Keith has noted the adventures
that we've recently had in the GEM branch with the disagreement between the CPU and GPU about how memory gets addressed. We've got a pretty decent solution now I think, though I'm having some troubles getting the MCHBAR mapped on desktop 965s, so I can't tell what mode the CPU is in. I automatically disable tiling in that case, to avoid broken rendering. Apparently the MCHBAR's locked out so that mortals don't go in and break their memory configuration. But overclockers have figured out how to unlock it, so I'm sure we will figure out as well in due time.

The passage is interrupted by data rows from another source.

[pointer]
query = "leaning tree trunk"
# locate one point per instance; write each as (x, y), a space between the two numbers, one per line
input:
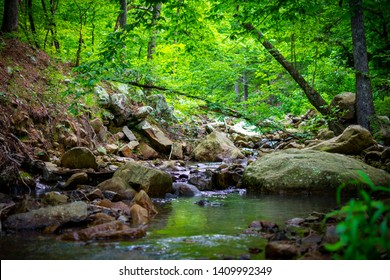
(314, 97)
(123, 14)
(364, 103)
(10, 19)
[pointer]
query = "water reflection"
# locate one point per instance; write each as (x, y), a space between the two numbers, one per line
(181, 230)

Next project for me is fixing issues with PBO and FBO. While we enabled support for the ARB_framebuffer_objects and ARB_pixel_buffer_objects on 965 with TTM/GEM development, that implementation from the 915 came with a lot of bugs that we haven't got around to fixing. Now as more people are looking to use buffer objects, we need to get those bugs fixed.
The first issue I've found is that we're not flushing batchbuffers full of rendering before mapping buffer objects. This will anger conformance tests that do rendering then read the resulting data out immediately. I wrote up a fix for this today that I'll be testing in the next couple of days.

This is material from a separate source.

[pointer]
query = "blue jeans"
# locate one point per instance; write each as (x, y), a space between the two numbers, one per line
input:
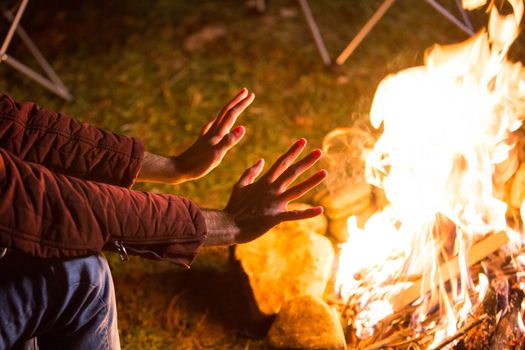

The second is that we're trying to use the 2d blitter for accelerating copies between buffer objects and the screen. That's things like glReadPixels to a PBO, glDrawPixels from a PBO, glCopyTexSubImage, glCopyPixels with read != draw drawable, etc. The trick is that for buffer objects we render them upside down compared to the shared front and back buffers. So when we're blitting between the two we need to invert the data -- set a negative pitch on one of the buffers and a base address somewhere at the other end. The blitter's supposed to be cool with this. Except that there's this comment in the code:
/* Initial y values don't seem to work with negative pitches. If
* we adjust the offsets manually (below), it seems to work fine.
So we need to not just put the offset somewhere on the other side, but exactly so that y == 0 in the offset we set is the end of the blit area. Combine this with the fact that for tiled buffers the offset has to be 4KB-aligned, and it means that we're probably going to be angering our blitter if you choose unpleasant offsets for the the part of the blit that's in the shared front/back/depth.
I might be able to work around it today by just flipping the buffer that isn't tiled instead, assuming that both aren't tiled. But we want to get to the point of tiling them both. I think the right solution here is to just ditch using the blitter for almost everything. If we figure out how to add meta operations to mesa for these sort of pixel path operations, we could write generic acceleration for anybody who wanted to use it, by mapping them to normal GL operations using texturing. While it's some CPU overhead for state management, the 3D path is supposed to be faster than 2D GPU-wise, and it would get rid of a bunch of metaops code inside of our driver which has proved to be fragile at best.
In the next week I'm hoping to work on getting some metaops set up. Beyond PBO, it would also help us for implementing accelerated SGIS_generate_mipmap, which is currently hurting compiz and other apps, and more complete glBitmap which is hurting mesa demos (and we know how important those are).